Abstract ­­- Activation
functions are important components of Convolutional Neural Networks (CNN) that
introduces non-linearity in the model to compute complex functions. There are
different types of activation functions used with CNNs in different
applications, however it turns out that an effective activation function yields
better results and improves performance of the model. In this study four of the
widely used activation functions are chosen to analyze and evaluate to figure
out their efficiency in terms of the model’s accuracy. Sigmoid, hyperbolic
tangent, rectified linear unit (ReLU) and exponential linear unit (ELU) activation
functions have been used with most of the successful models. A CNN model has
been implemented on the MNIST dataset to perform the analysis task. The
experiments have been performed on Nvidia GPU 940MX to accelerate the training
and testing of the CNN model. It has been observed that ReLU the most popular
activation function performs better than sigmoid and tanh and a recent
activation function ELU performs better than ReLU.

Keywords
– CNN; Activation Function; Sigmoid; Tanh; ReLU;  ELU;  GPU.

We Will Write a Custom Essay Specifically
For You For Only $13.90/page!


order now

                                                                                                                                                              
I.           
INTRODUCTION

Convolutional
neural network is a type of deep neural network (DNN) commonly referred to as
CNN or ConvNet. CNNs are inspired by biological visual cortex. CNN takes an
image as input pass it through a series of convolutional, nonlinear, pooling
and dense layers and get class score as ouput that best describes the
image.  CNN processes an image feature by
feature. It learns smaller features in the first layer followed by combination
of small features into larger features and so on 9. CNN has revolutionized
the processing of computer vision applications. In 2012, CNN was applied for
Image Classification task in ImageNet Large Scale Visual Recognition Challenge
(ILSVR) and has achieved an error rate of 15.4% which is a significant
improvement over the next best that achieved an error rate of 26.2% 8.
Although CNNs were implemented first by Yann Lecun in 1998 6, it was in 2012
when CNNs got momentum from the computer vision community. Activation function
is an important element of neural network. It essentially introduces non-linearity
into the model. Neural networks are considered as universal function
approximators and can compute and learn any complicated and complex functions.
Hence to make the network more powerful to represent any arbitrary function,
activation function is applied. The choice of activation function determines
the performance of the network. The present work has considered three
extensively implemented activation functions that are sigmoid, tanh, and ReLU
and a relatively recent function ELU to study their performance on Graphical
Processing Unit (GPU). A similar evaluation is performed in 5 where the
authors have investigated the performance of ReLU activations and its variants
leaky ReLU, parametric ReLU and randomized leaky ReLU. Their results suggest
that the variants of ReLU perform better than the original ReLU. The other
related analysis work has been done in 7 wherein various activation functions
like sigmoid, tanh, radial basis function has been compared and analyzed on
generalized MLP architectures of neural networks. The results in 7 suggest
that tanh function yields better performance than other activation functions.

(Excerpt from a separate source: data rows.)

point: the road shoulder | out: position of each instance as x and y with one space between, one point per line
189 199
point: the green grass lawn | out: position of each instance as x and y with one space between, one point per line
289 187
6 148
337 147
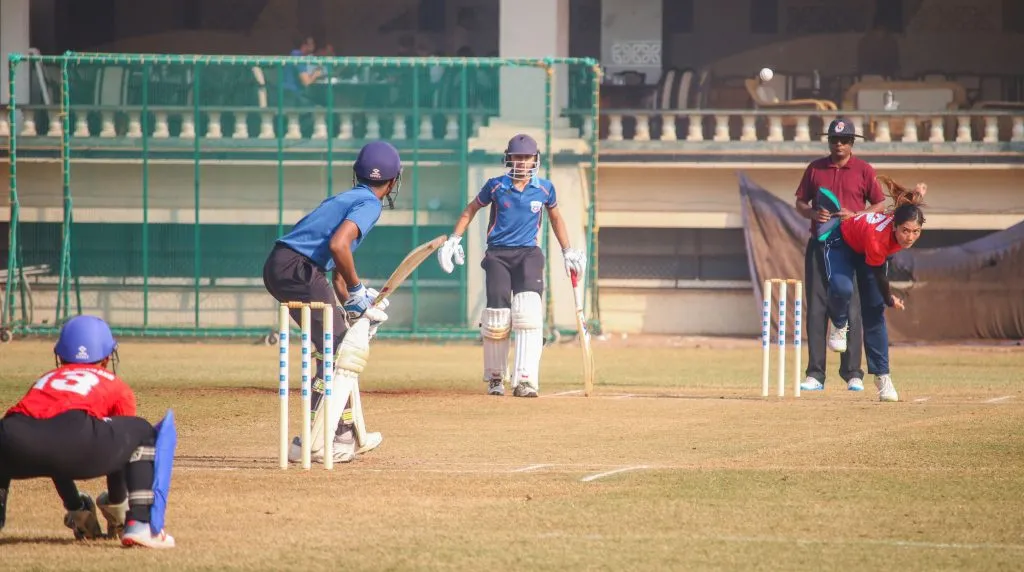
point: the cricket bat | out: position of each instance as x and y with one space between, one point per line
408 266
404 269
588 356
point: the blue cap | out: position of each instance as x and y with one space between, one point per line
378 161
842 127
521 144
85 340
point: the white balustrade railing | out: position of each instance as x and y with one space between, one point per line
127 123
719 126
684 126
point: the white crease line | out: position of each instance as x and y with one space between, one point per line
530 468
802 541
573 392
597 476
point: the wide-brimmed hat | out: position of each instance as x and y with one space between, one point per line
842 127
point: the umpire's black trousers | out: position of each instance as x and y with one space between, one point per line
816 319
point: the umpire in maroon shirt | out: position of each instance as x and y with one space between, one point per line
854 183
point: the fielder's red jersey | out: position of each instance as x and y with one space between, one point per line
77 387
870 234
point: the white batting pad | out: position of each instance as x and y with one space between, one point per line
496 324
350 359
343 385
527 321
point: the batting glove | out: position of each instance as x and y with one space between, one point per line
574 261
451 254
357 303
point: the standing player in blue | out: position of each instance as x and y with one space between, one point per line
296 271
78 422
513 266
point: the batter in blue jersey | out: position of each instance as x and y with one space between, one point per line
513 265
296 271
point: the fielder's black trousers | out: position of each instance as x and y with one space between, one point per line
816 320
76 446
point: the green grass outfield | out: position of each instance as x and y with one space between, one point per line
677 463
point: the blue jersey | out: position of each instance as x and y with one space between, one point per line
292 72
311 235
515 215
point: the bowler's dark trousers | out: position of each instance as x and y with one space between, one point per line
510 270
816 319
291 276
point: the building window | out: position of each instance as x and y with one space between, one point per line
677 16
1013 16
432 15
673 254
764 16
889 14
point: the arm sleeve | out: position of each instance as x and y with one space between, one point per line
125 404
805 190
883 280
483 198
875 193
365 215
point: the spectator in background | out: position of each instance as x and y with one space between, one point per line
298 77
854 183
326 51
878 52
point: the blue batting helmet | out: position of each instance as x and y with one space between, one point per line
85 340
379 162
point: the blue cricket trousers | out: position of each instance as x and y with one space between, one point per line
842 266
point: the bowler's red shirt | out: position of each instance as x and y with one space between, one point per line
854 184
77 387
870 234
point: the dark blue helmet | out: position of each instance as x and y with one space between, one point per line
379 162
521 146
85 340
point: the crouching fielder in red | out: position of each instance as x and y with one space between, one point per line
78 422
858 250
513 266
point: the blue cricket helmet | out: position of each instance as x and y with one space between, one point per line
85 340
379 162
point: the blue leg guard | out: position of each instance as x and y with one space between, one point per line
167 440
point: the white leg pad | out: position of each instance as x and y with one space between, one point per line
527 321
496 324
350 364
350 359
339 396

                                                                                                                                             
II.           
ACTIVATION FUNCTIONS

A neuron essentially consists of two parts, first
one performs the dot product while the second being the activation function
that adds non-linearity to the unit. The first neural model McCulloch-Pitts
(1943) used step function as its activation 12. It was based on the simple
threshold technique. Several other activations were developed later including
sigmoid, tanh, relu and its variants like leaky relu, parametric relu,
randomized leaky relu and elu. Four of them are studied in this paper.